Well, let me share my thoughts. There are a lot of cheap translators in the market now. Vendors may be cheap because:
a. they are not experienced enough;
b. they don't think that their work is worth good money;
c. they are not full-time freelancers and don't have to pay taxes and other business-related expenses from their translation income;
d. they are professional translators but love helping other people for (almost) no money (but in that case, they have to have other sources of income);
e. they live in a country where life is cheaper (though that is a disputable point).
There are countless other explanations and it's up to you to decide which option is closer to reality ;-) Sometimes cheap translations end up being pretty good, but you are really running into a high risk of finding a wrong person for your project; consequently you might end up spending twice as much money on editing or re-translating the whole thing. Hope you know the saying "the stingy always has to pay twice". In Russia we also say "free cheese is only found in the mousetrap".
3. Premium quality
'Cheeses' photo (c) 2010, Smabs Sputzer - license:
Free cheese is only found
 in the mousetrap!
All clients love getting great services. Well, you know what? We, translators, also love rendering great services. In fact, we are obsessed with quality! That's why we ask you to give us time for research and for editing. That's why we specialize and don't take just any project coming our way. That's why we may ask questions in the process and we need you to be available to answer them! Some projects can be done faster than others, but there are limits to everything. Machine translation works fast and is free (in most cases), but it doesn't provide quality. You can hire a student or a bilingual neighbour to do your project because their work is cheap, but you can't be sure in the result you get unless your neighbour is a professional translator. You can't be sure they will do a research for the unknown terms, concepts and cultural phenomena. You can't be sure they will make their translation sound good in the target language because normally bilingual people who are not professional translators don't care about getting the details right; they often think it's enough to get the main idea. But if you want excellent results you need to remember two things:
  • serious work takes time
  • serious work costs serious money. 
Translating project can be a great experience both for translators and their clients... if you approach it right.

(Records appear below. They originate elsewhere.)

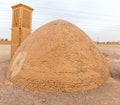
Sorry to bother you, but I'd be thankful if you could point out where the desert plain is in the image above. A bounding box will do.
[0,44,120,105]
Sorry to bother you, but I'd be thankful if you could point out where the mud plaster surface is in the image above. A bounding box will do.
[8,20,109,93]
[0,45,120,105]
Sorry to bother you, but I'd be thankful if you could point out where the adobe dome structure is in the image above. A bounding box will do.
[7,20,110,93]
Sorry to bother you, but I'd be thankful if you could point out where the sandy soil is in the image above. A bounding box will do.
[0,45,120,105]
[99,45,120,81]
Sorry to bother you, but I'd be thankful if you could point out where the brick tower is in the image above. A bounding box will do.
[11,4,33,57]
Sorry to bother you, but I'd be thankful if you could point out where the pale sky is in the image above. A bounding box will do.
[0,0,120,41]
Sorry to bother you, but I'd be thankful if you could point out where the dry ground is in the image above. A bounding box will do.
[0,45,120,105]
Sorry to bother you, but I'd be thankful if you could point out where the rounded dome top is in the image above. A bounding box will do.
[7,20,109,92]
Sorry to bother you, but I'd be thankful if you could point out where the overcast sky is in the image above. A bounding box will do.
[0,0,120,41]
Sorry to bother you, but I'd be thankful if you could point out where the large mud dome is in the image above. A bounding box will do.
[7,20,109,93]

  1. It's a question of value.

    Do you want your carefully crafted Italian marketing materials reduced to comic gibberish in English by your marketing manager's neighbour's daughter who spent a month in London as an au pair?

    Or do you want a translation that portrays your business positively, reinforces your brand, and engages potential clients?

    The former is a false economy; the latter, a wise investment.

  2. Oliver, I found myself looking for the "like" button near your comment! You are absolutely right (and not just about Italian ro English translations ;)!